- Python
- Jupyter Notebook
openai/whisper- Whisper JAX (see below)
- yt-dlp
- sox
curl -L 'https://docs.google.com/spreadsheets/d/1SgFmh0L-VZMappWinTkA628Le5dgT2hmosngM2jDdlo/export?exportFormat=csv' --output list_of_debates.csv
Compiled a short list of debates to look into: list_of_debates.csv. Will most likely use a Google Spreadsheet API to dynamically get these in the future.
# yt-dlp
yt-dlp -x --audio-format wav "https://www.youtube.com/watch?v=example_video_id"
For our purposes, I found Whisper JAX to suit our needs. I've detailed a step-by-step guide on how to setup Whisper JAX along with a couple template files to test it out.
Follow along the Whisper JAX README file. I've listed a couple essential steps below:
Step 1: Install JAX
Navigate to the JAX page and look for the instructions.
Hardware | Instructions |
---|---|
CPU | pip install -U jax |
NVIDIA GPU | pip install -U "jax[cuda12]" |
Google TPU | pip install -U "jax[tpu]" -f https://storage.googleapis.com/jax-releases/libtpu_releases.html |
AMD GPU | Use Docker or build from source. |
Apple GPU | Follow Apple's instructions. |
Apple GPU
I primarily use Anaconda environments instead of Python Virtual Environment (venv). The instructions here choose to use venv. I found this Medium article where it sets up a conda env specifically to build PyTorch on Metal/MPS. Lmk if you want that article.

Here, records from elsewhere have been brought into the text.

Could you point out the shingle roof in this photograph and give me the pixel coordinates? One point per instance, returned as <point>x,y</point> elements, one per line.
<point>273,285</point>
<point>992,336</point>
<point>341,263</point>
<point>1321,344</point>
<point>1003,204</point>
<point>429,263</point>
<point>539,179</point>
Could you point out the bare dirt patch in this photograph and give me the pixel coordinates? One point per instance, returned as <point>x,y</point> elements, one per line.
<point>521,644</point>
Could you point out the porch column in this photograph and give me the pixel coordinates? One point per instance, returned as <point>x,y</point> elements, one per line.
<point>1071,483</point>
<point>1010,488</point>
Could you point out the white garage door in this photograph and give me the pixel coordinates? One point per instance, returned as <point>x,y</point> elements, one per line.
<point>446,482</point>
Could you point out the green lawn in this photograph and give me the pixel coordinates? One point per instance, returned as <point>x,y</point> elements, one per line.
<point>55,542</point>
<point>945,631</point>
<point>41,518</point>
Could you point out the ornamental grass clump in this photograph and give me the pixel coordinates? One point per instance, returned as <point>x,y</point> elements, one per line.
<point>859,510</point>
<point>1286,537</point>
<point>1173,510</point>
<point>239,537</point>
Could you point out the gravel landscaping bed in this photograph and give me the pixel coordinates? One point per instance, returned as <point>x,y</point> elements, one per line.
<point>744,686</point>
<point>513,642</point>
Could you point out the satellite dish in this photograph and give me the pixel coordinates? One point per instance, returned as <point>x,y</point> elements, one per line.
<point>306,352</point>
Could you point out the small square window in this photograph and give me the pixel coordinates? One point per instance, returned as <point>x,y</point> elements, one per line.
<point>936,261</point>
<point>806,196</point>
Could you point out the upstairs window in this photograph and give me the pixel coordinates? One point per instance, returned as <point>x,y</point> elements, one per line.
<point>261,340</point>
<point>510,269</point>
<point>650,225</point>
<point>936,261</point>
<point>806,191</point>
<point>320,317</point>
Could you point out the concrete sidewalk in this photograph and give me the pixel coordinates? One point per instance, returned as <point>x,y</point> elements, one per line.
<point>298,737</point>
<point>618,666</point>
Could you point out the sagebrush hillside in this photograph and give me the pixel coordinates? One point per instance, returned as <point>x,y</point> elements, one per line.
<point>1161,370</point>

python3 -m venv ~/jax-metal # optional
source ~/jax-metal/bin/activate # optional
python -m pip install -U pip
python -m pip install numpy wheel
python -m pip install jax-metal
jaxlib Compatibility
pip install -U jaxlib jax
ENABLE_PJRT_COMPATIBILITY=1 python -c 'import jax; print(jax.numpy.arange(10))'
^^ Remember this, we'll need to create an environment variable later.
Step 2: Installing Whisper JAX
pip install git+https://github.com/sanchit-gandhi/whisper-jax.git
Step 3: Running Whisper
Navigate to the whisper_jax.ipynb file. If you haven't already, go ahead and pip install sox
. The debate I'm primarily using for testing is Dartmouth RR 2024 - Round 4 - Michigan PD vs Dartmouth BC
, and I've uploaded each speech individually already so you don't need to run the second cell where it slices the audio file. You still need to run the first cell though.
After that, in the same directory, create a file called .env
if not already created. In this file, put in the environment variable mentioned earlier:
ENABLE_PJRT_COMPATIBILITY=1
This way, we can load the environment variable into our current notebook. Everything else should be able to run straight down. I have a dummy cell using Whisper on audio_trimmed which is just a one minute audio clip from some random speech. You can choose to run it or not. Also, I've run into a couple random errors that I don't quite understand, such as XlaRuntimeError: UNKNOWN
. To solve this, I restart my kernel, maybe pip install a package again, and just try until it works.